Around mid last year, Home Affairs Minister, Mr Ronald Gajraj was asked to look at urgently introducing a mechanical device among other measures to check excessive speeding by vehicles, especially those in the public transportation system.
Speeding has reportedly been the major contributor to many fatal road crashes.
It is believed that with the installation of the `governor', such fatalities can be prevented.
However, Lewis told the Chronicle that there are times when one may have to accelerate at short notice and if there is a limitation to the speed, one could be in trouble.
"...if the situation arises where you have to accelerate and react quickly/rapidly and there is the governor under the accelerator, you could be doomed."
He recalled that he was once caught in such a situation where he tried to overtake and nearly collided with an oncoming vehicle but due to quick reaction and an increase in his speed, he was able to avoid a crash.
According to the Commissioner, people need to first understand why the drivers feel it is necessary to speed.
He said that based on his experiences over the years, almost as soon as someone learns to drive, he/she speeds.
Then there are some persons who consider themselves competent drivers and give themselves the right to speed, he said.
"It's like a drug...speeding is like a contagious illness. You see a man speeding and you want to speed..."
According to him, the condition of the roads also poses a problem and many drivers view a smooth, wide road as an invitation to speed.
He said many drivers only decrease their pace whenever there are potholes on the road.
If there is a smooth stretch of road, the drivers "fly through", Lewis said.
He noted that the police have also been a contributory factor to the `lawlessness' on the country's roads and many times accept bribes.
In this regard, the Commissioner noted that raising fines as a penalty for those found speeding may not be effective.

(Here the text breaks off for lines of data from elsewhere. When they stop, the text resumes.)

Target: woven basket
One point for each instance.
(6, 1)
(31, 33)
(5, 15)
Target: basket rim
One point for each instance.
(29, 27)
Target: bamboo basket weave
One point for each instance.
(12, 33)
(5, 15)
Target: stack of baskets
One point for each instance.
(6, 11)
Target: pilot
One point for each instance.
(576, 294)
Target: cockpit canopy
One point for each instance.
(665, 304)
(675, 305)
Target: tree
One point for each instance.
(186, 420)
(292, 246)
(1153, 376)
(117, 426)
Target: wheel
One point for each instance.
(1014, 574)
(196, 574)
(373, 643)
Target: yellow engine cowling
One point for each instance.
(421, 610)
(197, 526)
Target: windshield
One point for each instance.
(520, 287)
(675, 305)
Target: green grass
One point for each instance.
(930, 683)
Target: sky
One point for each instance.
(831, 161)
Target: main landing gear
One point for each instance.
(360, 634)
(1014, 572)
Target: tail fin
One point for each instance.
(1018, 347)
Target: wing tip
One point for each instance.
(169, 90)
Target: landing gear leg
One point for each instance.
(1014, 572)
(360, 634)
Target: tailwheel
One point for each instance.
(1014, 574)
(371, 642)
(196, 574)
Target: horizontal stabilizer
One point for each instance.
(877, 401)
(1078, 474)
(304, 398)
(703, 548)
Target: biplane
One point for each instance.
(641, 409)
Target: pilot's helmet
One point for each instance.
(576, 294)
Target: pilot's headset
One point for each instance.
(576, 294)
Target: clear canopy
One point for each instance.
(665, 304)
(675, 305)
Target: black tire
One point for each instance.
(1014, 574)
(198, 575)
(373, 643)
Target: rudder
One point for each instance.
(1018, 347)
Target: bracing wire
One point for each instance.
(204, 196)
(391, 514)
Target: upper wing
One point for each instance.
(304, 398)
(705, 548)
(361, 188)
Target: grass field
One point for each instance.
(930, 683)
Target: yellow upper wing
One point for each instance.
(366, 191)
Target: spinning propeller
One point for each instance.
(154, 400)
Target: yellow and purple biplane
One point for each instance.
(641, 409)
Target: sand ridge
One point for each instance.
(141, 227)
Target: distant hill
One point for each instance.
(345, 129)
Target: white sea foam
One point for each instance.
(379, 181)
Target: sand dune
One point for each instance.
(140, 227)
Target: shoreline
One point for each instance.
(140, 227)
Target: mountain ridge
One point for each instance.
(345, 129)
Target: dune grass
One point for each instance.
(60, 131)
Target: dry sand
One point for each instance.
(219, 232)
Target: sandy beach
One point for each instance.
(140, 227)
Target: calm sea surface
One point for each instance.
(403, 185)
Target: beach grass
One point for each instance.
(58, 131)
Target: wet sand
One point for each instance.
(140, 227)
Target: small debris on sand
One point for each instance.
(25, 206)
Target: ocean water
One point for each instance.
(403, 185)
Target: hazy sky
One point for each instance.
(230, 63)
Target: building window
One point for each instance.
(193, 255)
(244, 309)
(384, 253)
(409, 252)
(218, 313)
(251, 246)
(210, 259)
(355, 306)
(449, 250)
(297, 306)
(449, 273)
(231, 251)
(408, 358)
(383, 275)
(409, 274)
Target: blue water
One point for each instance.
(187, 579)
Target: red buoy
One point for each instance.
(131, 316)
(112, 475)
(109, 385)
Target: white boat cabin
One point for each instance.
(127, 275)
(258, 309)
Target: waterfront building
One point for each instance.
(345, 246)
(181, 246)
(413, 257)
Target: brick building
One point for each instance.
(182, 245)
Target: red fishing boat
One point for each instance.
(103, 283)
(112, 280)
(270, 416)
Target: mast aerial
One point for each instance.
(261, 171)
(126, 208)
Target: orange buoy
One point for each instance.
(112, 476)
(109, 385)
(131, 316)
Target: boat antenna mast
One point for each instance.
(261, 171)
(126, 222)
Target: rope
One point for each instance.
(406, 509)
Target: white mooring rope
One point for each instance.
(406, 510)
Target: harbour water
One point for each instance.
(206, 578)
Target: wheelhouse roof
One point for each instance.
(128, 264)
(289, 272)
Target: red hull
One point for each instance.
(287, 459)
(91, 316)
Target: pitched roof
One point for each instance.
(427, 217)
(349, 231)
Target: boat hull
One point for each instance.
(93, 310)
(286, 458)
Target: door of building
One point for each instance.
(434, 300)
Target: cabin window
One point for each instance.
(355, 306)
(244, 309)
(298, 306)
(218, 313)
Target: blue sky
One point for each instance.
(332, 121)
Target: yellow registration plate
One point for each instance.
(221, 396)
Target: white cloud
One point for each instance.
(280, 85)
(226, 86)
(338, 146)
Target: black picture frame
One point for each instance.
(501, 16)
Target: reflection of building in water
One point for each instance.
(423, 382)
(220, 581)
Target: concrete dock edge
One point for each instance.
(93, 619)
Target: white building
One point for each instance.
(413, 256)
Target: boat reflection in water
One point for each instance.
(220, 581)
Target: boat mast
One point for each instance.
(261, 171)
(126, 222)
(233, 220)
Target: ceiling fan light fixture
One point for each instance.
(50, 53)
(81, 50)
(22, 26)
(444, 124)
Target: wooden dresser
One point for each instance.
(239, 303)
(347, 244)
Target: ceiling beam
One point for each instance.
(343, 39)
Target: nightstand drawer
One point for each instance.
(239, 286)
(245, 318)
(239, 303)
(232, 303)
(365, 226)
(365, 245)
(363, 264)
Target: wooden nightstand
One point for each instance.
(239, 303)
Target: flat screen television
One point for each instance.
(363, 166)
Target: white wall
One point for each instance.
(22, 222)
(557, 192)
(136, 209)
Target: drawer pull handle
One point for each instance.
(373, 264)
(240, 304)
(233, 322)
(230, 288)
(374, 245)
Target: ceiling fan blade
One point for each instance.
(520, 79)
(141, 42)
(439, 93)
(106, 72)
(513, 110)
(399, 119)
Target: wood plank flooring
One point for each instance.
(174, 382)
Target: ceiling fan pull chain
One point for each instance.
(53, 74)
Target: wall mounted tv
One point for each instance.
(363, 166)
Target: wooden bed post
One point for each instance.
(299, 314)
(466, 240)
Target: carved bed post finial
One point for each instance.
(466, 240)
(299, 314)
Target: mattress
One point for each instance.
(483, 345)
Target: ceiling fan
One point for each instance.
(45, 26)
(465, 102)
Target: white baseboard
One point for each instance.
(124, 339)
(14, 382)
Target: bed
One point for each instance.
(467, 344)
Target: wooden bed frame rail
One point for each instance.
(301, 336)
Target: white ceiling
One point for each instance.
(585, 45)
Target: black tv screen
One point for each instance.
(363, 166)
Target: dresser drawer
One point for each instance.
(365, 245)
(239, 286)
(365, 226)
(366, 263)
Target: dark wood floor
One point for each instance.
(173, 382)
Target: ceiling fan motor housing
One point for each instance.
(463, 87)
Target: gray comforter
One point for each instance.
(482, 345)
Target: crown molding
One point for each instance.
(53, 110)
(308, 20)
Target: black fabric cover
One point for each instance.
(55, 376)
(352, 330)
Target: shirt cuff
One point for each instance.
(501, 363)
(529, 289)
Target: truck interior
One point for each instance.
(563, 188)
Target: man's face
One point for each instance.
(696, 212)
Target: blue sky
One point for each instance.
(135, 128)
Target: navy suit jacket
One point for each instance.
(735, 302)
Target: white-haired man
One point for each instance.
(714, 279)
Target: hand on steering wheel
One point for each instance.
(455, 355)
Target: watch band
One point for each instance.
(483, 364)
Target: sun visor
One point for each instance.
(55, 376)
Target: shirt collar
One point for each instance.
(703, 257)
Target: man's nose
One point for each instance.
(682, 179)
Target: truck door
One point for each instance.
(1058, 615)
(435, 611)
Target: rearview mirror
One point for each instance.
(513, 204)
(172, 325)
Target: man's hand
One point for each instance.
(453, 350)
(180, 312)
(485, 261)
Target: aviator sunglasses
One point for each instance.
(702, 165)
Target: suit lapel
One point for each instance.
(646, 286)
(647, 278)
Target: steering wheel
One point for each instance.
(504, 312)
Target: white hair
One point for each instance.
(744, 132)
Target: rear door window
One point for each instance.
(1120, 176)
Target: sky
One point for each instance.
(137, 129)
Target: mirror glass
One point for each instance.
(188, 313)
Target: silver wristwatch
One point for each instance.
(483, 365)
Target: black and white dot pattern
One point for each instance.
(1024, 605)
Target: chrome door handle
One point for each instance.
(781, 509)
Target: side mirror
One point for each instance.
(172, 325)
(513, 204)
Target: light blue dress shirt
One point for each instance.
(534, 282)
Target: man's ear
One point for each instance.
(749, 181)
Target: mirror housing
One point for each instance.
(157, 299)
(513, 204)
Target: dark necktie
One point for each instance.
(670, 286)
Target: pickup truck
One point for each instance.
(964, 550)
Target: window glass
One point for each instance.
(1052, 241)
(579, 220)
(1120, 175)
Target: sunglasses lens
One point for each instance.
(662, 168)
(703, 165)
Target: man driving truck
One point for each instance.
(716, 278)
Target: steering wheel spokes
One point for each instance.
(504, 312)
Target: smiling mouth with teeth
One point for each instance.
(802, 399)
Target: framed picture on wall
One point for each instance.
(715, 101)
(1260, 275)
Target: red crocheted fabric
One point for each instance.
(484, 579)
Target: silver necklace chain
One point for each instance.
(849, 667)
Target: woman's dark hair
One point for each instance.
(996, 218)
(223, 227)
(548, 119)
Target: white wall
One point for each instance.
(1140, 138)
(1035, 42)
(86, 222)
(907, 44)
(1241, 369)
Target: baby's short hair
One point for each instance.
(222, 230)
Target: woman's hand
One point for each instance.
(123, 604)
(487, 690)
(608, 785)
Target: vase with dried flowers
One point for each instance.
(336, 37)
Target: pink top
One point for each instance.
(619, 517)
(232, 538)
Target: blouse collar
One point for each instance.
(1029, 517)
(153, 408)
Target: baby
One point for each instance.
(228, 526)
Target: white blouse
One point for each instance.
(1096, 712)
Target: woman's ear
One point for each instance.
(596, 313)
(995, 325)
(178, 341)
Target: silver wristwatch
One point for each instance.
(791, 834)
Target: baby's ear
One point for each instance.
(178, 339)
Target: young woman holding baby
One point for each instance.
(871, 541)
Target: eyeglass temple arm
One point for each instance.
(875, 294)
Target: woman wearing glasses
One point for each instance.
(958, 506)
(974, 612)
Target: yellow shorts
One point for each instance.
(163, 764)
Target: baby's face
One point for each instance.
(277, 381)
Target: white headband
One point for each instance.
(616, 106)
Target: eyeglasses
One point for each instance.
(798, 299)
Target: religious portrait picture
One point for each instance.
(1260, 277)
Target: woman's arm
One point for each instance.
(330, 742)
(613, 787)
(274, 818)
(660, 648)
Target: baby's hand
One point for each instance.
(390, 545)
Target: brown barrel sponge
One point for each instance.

"I could well imagine somebody in authority accepting bribes even if they did not ask for it...", he stated.
He commented that when the fines rise, a smaller figure becomes more attractive to someone involved in law enforcement.
"This destroys the fabric that we try to make better", he said, noting that the problem needs to be attacked at a fundamental level.
"I think that if we deal with traffic comprehensively things may change.
"We can put in a lot of short stops to make people pull themselves together but all agencies must be involved; the courts, the public, police, drivers", he said.
The problem can be solved, he added, but people's attitudes have to change.
He said both the passengers and the drivers verbally attack the police whenever they try to enforce traffic laws.